De viscositeit van het bloed wordt bepaald met viscositeit. De meetmethode bepaalt de stroomsnelheid op basis van de doorstroomcapaciteit en weerstand, die elk afhankelijk zijn van temperatuur en druk, evenals interne wrijving. De viscositeit van plasma kan op zijn beurt worden gemeten met capillair viscositeitsmeters In tegenstelling tot de bepaling van de viscositeit van het bloed, hoeft het effect van afschuifkrachten niet in de berekening te worden meegenomen. Er is een nauwe relatie tussen plasmaviscositeit, bloedviscositeit, stromingsdynamiek en bloedtoevoer naar lichaamsweefsels. Een abnormale plasmaviscositeit kan dus ernstige gevolgen hebben voor de nutriënt en zuurstof levering aan alle lichaamsweefsels. In de meeste gevallen wordt een pathologische verandering in plasmaviscositeit geassocieerd met ernstige ziekten. In de context hiervan kan het zogenaamde hyperviscositeitssyndroom optreden. Veranderingen in plasmaviscositeit zijn meestal afhankelijk van veranderingen in de concentratie van plasma eiwitten​ Een toename van plasma-eiwitten treedt ook op in de context van het hyperviscositeitssyndroom. In dit klinische complex van symptomen, het paraproteïne concentratie van het plasma neemt in het bijzonder toe, wat de viscositeit van het bloed verhoogt en de vloeibaarheid verlaagt.

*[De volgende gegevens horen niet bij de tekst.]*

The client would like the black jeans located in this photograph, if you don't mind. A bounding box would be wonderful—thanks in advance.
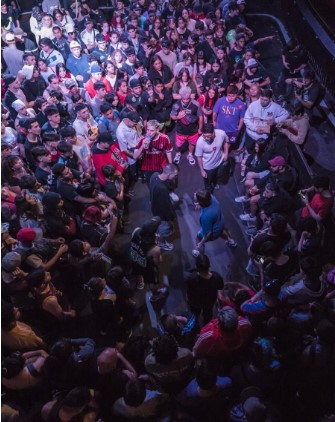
[203,167,219,193]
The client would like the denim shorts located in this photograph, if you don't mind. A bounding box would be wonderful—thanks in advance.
[257,170,270,179]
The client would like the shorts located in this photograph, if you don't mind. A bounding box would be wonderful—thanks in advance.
[157,220,174,239]
[257,170,270,179]
[158,119,171,132]
[226,132,238,144]
[176,132,200,148]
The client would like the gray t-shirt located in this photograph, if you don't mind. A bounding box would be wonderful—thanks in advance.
[195,129,228,170]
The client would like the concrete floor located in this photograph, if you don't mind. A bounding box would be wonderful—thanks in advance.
[111,154,251,335]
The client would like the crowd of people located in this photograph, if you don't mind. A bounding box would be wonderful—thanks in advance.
[1,0,335,422]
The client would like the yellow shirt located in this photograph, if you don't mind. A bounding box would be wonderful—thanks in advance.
[1,321,43,351]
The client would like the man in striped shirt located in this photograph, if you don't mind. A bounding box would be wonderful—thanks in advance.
[193,306,252,362]
[133,120,172,184]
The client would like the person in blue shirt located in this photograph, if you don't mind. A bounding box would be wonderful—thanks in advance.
[192,189,237,256]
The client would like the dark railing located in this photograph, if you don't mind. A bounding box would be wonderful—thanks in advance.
[282,0,335,98]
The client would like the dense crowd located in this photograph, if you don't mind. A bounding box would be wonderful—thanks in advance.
[1,0,335,422]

Hyperviscositeitssyndroom kan optreden in de setting van de ziekte van Waldenström. Bij dit symptoomcomplex neemt de IgM-concentratie van het bloed toe. Het IgM-molecuul is een groot molecuul dat bestaat uit Y-vormige eenheden die het hyperviscositeitssyndroom veroorzaken bij plasmaconcentraties van 40 g / l. Hyperviscositeitssyndromen als gevolg van verhoogde paraproteïneniveaus karakteriseren verder kwaadaardige ziekten. Naast multipel myeloom kan een goedaardige ziekte in individuele gevallen ook de setting zijn voor viscositeitsverhoging. Dit geldt vooral voor het syndroom van Felty, lupus erythematosus en reumatoïde artritis​ Andere soorten zogenaamde immuuncomplexziekten ook leiden op de afzetting van immuuncomplexen die de plasmaviscositeit en bloedstroom-eigenschappen beïnvloeden. Bovendien, omdat de stromingseigenschappen van bloed ook kunnen worden veranderd door immobilisatie, treden pathologische agglomeraties van rode bloedcellen vaak op bij immobiele patiënten.